Dalam penggunaan harta benda
hendaklah tidak berlebih-lebihan atau boros. Sebab pemborosan itu termasuk
saudara setan. Yang dimaksud pemborosan itu, yaitu mereka yang menggunakan
hartanya bukan di jalan ALLooh, walaupun sedikit tetap dikategorikan sebagai
pemboros. Lebih jelas lagi ALLooh berfirman dalam Al-Qur’an pada surah Al-Isroo
ayat 27:
“Sesungguhnya pemboros-pemboros itu adalah saudara-saudara setan, dan
setan itu adalah sangat ingkar kepada Tuhannya.”
Sikap hidup boros dalam islam
adalah sikap hidup tercela, karena tidak dapat memanfaatkan harta bendanya yang
dianugerahkan ALLooh dengan sebaik-baiknya. Sebenarnya ALLooh memperingatkan
kepada manusia agar pandai-pandai mensyukuri nikmat ALLooh dengan memanfaatkan
apa yang ada pada diri manusia, demikian pula dengan segala yang diberikan
ALLooh kepada manusia. Firman ALLooh dalam Al-Qur’an pada surah Ibrohim ayat 7:
“Dan ingatlah tatkala Tuhanmu memaklumkan: “Sesungguhnya jika kamu
(pandai) bersyukur, pasti Kami akan menambah (nikmat) kepadamu, dan jika kamu mengingkari
(nikmat-Ku), maka sesungguhnya adzab-Ku sangat pedih.”
Selain ALLooh SWT melarang
bersikap kikir atau bakhil, sebab kekikiran itu bukan hanya dicela oleh ALLooh
SWT, tetapi oleh keluarga, tetangga, bahkan diasingkan oleh masyarakat.
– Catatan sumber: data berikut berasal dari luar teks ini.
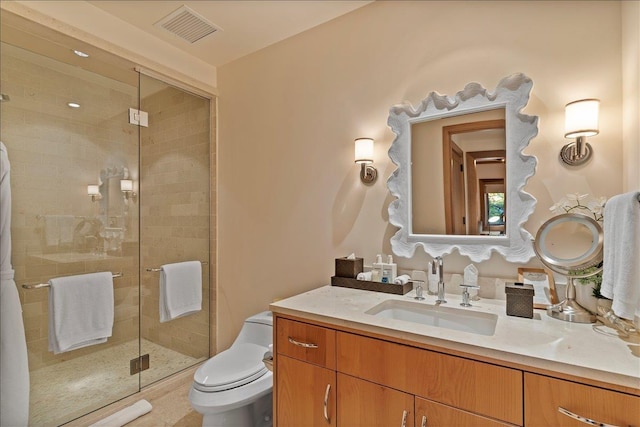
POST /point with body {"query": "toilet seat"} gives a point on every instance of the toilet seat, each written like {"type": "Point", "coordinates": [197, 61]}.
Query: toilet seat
{"type": "Point", "coordinates": [235, 367]}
Sebab,
di balik harta yang melimpah itu ada hak-hak yang wajib diberikan kepada yang
berhak menerimanya, terutama fakir miskin.
Orang kaya sering terlena dan
terjebak dengan harta kekayaan itu seolah-olah semuanya milik sendiri, punya
sendiri, bekerja sendiri, capek sendiri, hasil sendiri. Padahall ALLooh
memperingatkan dalam Al-Qur’an, harta mereka itu benar-benar ada hak-haknya
bagi orang lain. Seperti firman-Nya dalam surah Al-Isroo ayat 26 yang berbunyi
:
“Dan berikanlah kepada keluarga-keluarga yang dekat akan haknya, kepada
orang miskin, dan ibnu sabil dan janganlah kamu menghambur-hamburkan (hartamu)
secara boros.”
Senada dengan itu RosuuluLLooh
SAW bersabda:
“Peliharalah dirimu dari perbuatan dzholim, karena perbuatan dzholim
itu akan menjadikan kegelapan-kegelapan padahal hari kiamat. Dan peliharalah
dirimu dari sifat kikir, karena kikir itu telah membinasakan ummat-ummat
sebelum kamu, mendorong mereka mengadakan pertumpahan darah dan menghalalkan
segala yang dianugerahkan ALLooh kepada mereka.” [HR. Imam Muslim]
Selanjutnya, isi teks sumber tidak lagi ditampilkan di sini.